Willy Wonka & the Chocolate Factory
This 1971 adaptation of Roald Dahl’s classic children’s story was far superior to Tim Burton’s version, if mainly for the oddball performance from Gene Wilder as the creepy, and slightly unnerving, Willy Wonka. This nostalgic favourite still makes us want to win a golden ticket.

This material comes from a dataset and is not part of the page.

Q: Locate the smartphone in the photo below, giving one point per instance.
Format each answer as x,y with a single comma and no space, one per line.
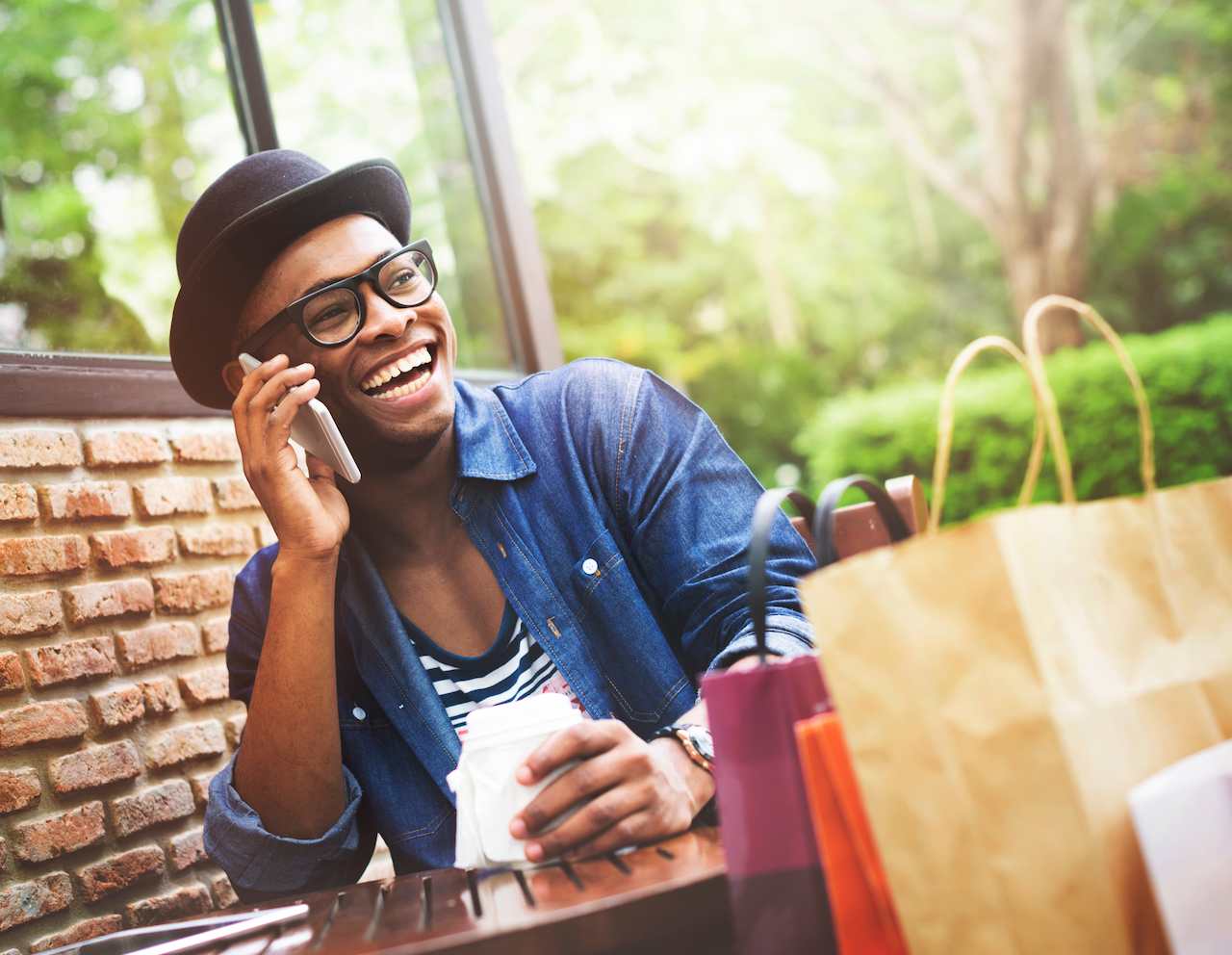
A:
315,430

Anchorman: The Legend of Ron Burgundy
“I’m kind of a big deal,” said news anchor Ron Burgundy, and New Zealanders have agreed. This is Will Ferrell at his very best, playing San Diego's top rated newsman in the male dominated broadcasting of the 1970's, who struggles when a new female employee with ambition to burn arrives in his office.

Singin' in the Rain
MGM's classic musical of Hollywood's golden age, often called the best ever, with Gene Kelly dancing up a storm. Roger Ebert: "There is no movie musical more fun than Singin' in the Rain, and few that remain as fresh over the years."

Pretty Woman
One of the great romantic-comedies featuring the famous pairing of Richard Gere, playing a successful corportate mogul, and Julia Roberts, as the carefree call-girl he falls for.